Bulletin Vert no 438
janvier — février 2002
Présentation Dossier : Histoire de l’enseignement des mathématiques
Temps sombre ! Enfant ému du frisson poétique,
Pauvre oiseau qui heurtais du crâne mes barreaux,
On me livrait tout vif aux chiffres, noirs bourreaux ;
On me faisait de force ingurgiter l’algèbre,
On me liait au fond d’un Boisbertrand funèbre ;
On me tordait, depuis les ailes jusqu’au bec
Sur l’affreux chevalet des X et des Y ;
Hélas, on me fourrait sous les os maxillaires
Le théorème orné de tous ses corollaires ;
Et je me débattais, lugubre patient
Du diviseur prêtant main-forte au quotient.
Victor Hugo
Ancien officier de la grande Armée de Napoléon, Leopold Hugo tient à ce que ses fils Victor et Eugène entrent à l’École Polytechnique, fleuron de l’enseignement en France. Pour cela, ils prépareront le concours d’entrée dans une pension parisienne, la pension Cordier, au 41 de la rue Ste Marguerite. C’est là que Victor Hugo souffrira les affres d’un enseignement des mathématiques tel qu’il le décrit ci-dessus. Le programme des connaissances exigées pour l’admission (voir l’article de Anne Michel-Pajus : « La place des mathématiques dans la formation de l’ingénieur, à travers l’histoire de l’École Polytechnique ») comprend surtout des mathématiques, un peu de rhétorique, pas du tout de poésie.
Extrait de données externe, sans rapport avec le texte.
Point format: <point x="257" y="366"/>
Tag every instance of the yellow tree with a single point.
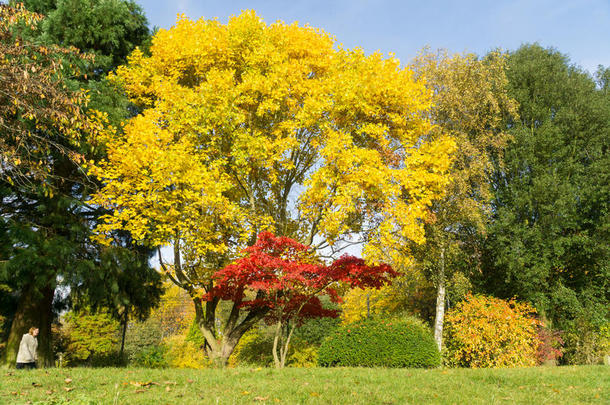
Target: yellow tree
<point x="471" y="104"/>
<point x="248" y="127"/>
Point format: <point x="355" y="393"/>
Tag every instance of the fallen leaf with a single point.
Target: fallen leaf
<point x="143" y="384"/>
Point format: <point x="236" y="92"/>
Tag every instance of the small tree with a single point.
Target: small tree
<point x="282" y="278"/>
<point x="490" y="332"/>
<point x="89" y="334"/>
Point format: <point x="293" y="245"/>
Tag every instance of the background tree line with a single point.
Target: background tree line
<point x="521" y="210"/>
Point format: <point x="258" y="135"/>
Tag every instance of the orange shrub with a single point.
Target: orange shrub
<point x="489" y="332"/>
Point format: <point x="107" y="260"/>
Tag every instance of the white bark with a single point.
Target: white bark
<point x="440" y="303"/>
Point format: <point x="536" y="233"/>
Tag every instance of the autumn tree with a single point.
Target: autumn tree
<point x="471" y="103"/>
<point x="38" y="113"/>
<point x="247" y="127"/>
<point x="282" y="278"/>
<point x="49" y="131"/>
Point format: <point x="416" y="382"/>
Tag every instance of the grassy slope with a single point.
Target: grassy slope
<point x="551" y="385"/>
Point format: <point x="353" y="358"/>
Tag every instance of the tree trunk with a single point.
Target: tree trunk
<point x="124" y="321"/>
<point x="284" y="352"/>
<point x="276" y="343"/>
<point x="34" y="309"/>
<point x="440" y="302"/>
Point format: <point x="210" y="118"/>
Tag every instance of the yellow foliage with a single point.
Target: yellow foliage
<point x="248" y="126"/>
<point x="183" y="354"/>
<point x="360" y="302"/>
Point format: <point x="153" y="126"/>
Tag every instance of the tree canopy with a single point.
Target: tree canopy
<point x="247" y="127"/>
<point x="549" y="241"/>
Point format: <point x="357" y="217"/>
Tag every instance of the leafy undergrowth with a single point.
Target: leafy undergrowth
<point x="552" y="385"/>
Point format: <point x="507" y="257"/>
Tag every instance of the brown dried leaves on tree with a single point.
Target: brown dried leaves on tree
<point x="39" y="115"/>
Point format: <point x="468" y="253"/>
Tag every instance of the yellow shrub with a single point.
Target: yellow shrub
<point x="183" y="354"/>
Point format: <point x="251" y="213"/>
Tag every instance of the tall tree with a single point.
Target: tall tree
<point x="249" y="127"/>
<point x="550" y="239"/>
<point x="471" y="104"/>
<point x="49" y="223"/>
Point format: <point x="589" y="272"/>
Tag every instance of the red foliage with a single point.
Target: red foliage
<point x="284" y="278"/>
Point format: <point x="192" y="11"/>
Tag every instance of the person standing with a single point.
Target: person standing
<point x="27" y="356"/>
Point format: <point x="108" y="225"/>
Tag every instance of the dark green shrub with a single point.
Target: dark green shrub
<point x="381" y="343"/>
<point x="150" y="357"/>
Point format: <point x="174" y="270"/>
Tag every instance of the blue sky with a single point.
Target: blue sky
<point x="578" y="28"/>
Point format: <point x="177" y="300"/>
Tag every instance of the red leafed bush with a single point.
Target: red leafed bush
<point x="281" y="280"/>
<point x="285" y="278"/>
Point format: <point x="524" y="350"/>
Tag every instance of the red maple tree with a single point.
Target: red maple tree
<point x="285" y="279"/>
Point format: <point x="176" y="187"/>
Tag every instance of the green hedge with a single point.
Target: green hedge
<point x="381" y="343"/>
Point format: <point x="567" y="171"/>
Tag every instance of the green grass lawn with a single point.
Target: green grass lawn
<point x="550" y="385"/>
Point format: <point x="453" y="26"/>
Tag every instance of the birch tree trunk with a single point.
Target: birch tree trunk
<point x="440" y="302"/>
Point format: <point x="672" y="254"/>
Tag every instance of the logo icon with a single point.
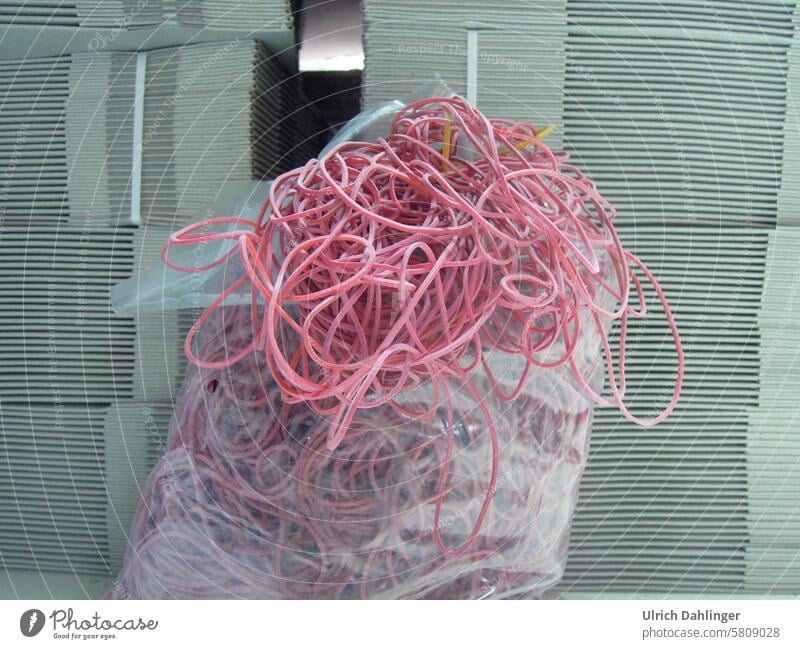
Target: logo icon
<point x="31" y="622"/>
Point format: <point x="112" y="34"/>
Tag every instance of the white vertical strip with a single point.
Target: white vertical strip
<point x="138" y="135"/>
<point x="472" y="66"/>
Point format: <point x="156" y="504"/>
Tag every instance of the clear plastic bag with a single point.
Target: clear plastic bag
<point x="249" y="502"/>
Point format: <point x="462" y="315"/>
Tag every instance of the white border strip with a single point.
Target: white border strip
<point x="138" y="135"/>
<point x="472" y="66"/>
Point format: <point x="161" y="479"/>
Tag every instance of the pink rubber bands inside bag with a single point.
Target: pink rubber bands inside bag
<point x="392" y="396"/>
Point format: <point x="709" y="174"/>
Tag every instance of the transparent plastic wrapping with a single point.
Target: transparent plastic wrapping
<point x="249" y="502"/>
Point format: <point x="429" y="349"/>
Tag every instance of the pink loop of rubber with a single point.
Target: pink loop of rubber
<point x="386" y="265"/>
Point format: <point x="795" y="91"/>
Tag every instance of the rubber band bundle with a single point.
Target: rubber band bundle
<point x="402" y="408"/>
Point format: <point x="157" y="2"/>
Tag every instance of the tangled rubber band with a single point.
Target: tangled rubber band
<point x="387" y="268"/>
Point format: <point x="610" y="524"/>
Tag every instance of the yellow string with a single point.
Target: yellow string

On comprend les désarrois de l’élève Hugo.
Presque deux siècles nous séparent de l’école de Hugo et c’est peu de dire que l’enseignement des mathématiques a bien changé depuis. Pourquoi ? Pourquoi, alors que l’École Polytechnique est toujours là comme horizon des ambitions parentales pour leur progéniture ? Ne me dites pas que c’est parce que le monde a changé ! Certes le monde a changé, mais est-ce suffisant comme explication ? Pendant vingt siècles, entre l’Antiquité grecque et l’Europe des Lumières, le monde a énormément changé et pourtant l’enseignement des mathématiques avait pour base essentielle et toujours les Éléments d’Euclide. Alors faut-il peut-être poser une autre question. Celle que pose Hélène Gispert : « Pourquoi, pour qui enseigner les mathématiques ? » Son article qui se veut « une mise en perspective historique de l’évolution des programmes de mathématiques dans la société française au XXe siècle » montre combien la réponse est conditionnée par de multiples facteurs et révèle « la diversité des enjeux à l’œuvre dans l’enseignement des mathématiques, qui se trouve au carrefour de contraintes d’ordre disciplinaire, épistémologique, social, idéologique (et) pédagogique ».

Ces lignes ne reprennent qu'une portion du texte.